The time has come to pay tribute to the consummate blues woman Memphis Minnie, on the 120th anniversary of her birth.
Memphis Minnie came into the world as Lizzie Douglas, one of thirteen children born to Abe and Gerturde Douglas in Algiers, New Orleans, on June 3, 1897. She didn’t care for the name Lizzie, and took to using the name “Kid” Douglas, a nickname given by her parents, when performing. Before she was a teenager, she learned to play banjo and guitar, and ran away to Beale Street at thirteen. Taking to a life of music, she played street corners and toured the South with the Ringling Brothers Circus. In 1929, she was given the moniker of “Memphis Minnie” by a Columbia record man while making her first records with her second husband Joe McCoy, who was dubbed “Kansas Joe”. The next year saw the release of one of her most famous songs, “Bumble Bee”, of which she recorded a number of different versions. Minnie and Kansas Joe went on to make a series of records together for Vocalion and Decca before their divorce in 1935. Relocating to Chicago, Minnie became a staple of the nightclubs, joined Lester Melrose’s stable of blues artists, and beat Big Bill Broonzy in a cutting contest. In the late 1930s, Minnie married Ernest Lawlars, better known as Little Son Joe, another blues artist, and they performed together as she had with her previous husband. In 1941, she recorded some of her biggest hits, “Me and My Chauffeur Blues” and “Looking the World Over”. Minnie continued to perform and record into the 1950s, but ill health forced her to retire thereafter. Memphis Minnie died of a stroke, the last of several, on August 6, 1973.
Vocalion 03046 was recorded on August 22, 1935 in Chicago, Illinois. As the label would suggest, the instrumentation features Memphis Minnie on guitar, Black Bob Hudson on piano, and Bill Settles on string bass.
The identity of pianist “Black Bob” is surrounded by a great deal of uncertainty and confusion. He is known to have been a prolific sideman for Big Bill Broonzy, Washboard Sam, Memphis Minnie, and others, and he recorded extensively for Bluebird and the American Record Corporation between 1932 and 1942, yet his real name and identity are not verified. A number of names have been put forth, including Bob Hudson, boogie-woogie man Bob Call, Chicago pianist Bob Robinson, and others. The most likely candidate seems to be Hudson, who recorded with the Memphis Nighthawks on the same day as Black Bob’s session with Big Bill’s Jug Busters, and made one unissued side under his own name two days later, which is reported to match stylistically with Black Bob’s playing. Most sources, when a last name is given at all, identify Black Bob as Hudson.

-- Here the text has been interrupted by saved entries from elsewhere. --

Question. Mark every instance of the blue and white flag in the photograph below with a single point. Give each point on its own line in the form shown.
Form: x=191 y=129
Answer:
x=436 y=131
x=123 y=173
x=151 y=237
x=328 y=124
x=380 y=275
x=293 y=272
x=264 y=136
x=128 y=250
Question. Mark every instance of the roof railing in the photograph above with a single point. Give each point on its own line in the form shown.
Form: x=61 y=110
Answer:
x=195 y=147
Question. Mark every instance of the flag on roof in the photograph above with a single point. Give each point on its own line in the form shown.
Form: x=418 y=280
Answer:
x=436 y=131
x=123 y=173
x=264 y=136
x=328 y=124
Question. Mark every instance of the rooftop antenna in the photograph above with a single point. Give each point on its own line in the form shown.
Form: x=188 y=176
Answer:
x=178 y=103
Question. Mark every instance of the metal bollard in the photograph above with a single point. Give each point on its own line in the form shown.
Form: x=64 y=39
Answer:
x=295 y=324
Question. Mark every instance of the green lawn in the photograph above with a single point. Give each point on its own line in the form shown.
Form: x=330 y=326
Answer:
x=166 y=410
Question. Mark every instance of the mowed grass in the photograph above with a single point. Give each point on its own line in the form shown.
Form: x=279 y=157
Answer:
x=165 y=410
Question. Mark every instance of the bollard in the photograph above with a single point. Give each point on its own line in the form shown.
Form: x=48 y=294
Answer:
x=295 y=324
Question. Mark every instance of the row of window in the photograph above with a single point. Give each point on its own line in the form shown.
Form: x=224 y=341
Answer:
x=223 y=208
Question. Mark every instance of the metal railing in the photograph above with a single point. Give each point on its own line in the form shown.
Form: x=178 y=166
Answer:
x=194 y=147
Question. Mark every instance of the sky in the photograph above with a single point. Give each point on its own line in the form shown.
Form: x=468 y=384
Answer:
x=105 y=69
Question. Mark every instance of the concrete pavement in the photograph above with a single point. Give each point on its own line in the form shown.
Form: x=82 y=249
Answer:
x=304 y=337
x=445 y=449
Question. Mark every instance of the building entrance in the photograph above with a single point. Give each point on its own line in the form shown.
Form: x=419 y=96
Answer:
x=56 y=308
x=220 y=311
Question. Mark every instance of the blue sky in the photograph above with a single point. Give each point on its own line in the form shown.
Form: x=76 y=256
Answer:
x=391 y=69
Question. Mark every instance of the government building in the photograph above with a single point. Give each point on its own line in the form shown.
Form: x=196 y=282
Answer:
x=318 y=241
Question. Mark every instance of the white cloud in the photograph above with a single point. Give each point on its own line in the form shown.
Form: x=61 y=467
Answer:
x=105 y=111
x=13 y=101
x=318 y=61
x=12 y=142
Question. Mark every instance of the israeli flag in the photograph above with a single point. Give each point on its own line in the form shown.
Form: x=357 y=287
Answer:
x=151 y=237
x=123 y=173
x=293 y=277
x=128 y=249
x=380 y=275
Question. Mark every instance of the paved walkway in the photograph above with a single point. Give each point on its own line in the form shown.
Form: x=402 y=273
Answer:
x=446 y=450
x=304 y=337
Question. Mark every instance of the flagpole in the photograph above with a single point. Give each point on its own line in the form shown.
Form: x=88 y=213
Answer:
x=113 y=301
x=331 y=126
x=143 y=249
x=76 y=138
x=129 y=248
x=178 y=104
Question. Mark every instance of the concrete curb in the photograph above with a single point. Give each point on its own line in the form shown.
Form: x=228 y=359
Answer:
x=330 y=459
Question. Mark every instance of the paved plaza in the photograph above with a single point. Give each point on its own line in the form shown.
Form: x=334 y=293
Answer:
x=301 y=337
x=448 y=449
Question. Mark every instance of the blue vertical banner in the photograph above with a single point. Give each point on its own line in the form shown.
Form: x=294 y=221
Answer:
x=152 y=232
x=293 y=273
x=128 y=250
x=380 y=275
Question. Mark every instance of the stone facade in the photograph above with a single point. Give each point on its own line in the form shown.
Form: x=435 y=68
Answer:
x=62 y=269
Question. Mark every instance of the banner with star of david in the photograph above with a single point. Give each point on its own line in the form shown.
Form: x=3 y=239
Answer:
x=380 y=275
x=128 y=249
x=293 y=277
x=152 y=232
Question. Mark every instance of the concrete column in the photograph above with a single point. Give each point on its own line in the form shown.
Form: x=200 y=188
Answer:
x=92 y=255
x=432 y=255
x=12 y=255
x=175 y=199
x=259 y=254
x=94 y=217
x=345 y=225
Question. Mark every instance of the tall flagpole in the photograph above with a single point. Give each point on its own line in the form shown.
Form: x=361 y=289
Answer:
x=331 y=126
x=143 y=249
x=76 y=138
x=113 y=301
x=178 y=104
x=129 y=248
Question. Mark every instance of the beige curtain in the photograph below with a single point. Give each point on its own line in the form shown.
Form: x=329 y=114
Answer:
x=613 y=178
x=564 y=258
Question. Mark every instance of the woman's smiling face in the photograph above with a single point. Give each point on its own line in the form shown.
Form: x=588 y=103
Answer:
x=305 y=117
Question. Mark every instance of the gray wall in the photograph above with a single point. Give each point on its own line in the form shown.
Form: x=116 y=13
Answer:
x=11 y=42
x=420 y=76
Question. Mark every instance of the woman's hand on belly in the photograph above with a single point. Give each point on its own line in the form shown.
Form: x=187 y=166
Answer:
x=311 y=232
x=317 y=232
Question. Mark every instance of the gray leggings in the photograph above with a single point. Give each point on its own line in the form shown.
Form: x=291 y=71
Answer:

First up, Minnie, Bob, and Bill beat out the swing number “Joe Louis Strut”, one of a number of tunes dedicated to the world heavyweight champion of the same name.
Another of those “number of tunes” is on the flip, on which Minnie sings solo on her tribute/plea for love to Louis, the classic “He’s in the Ring (Doing that Same Old Thing)”. This is take “2” of the song; I prefer the first take myself, but to my knowledge, it wasn’t released commercially on 78.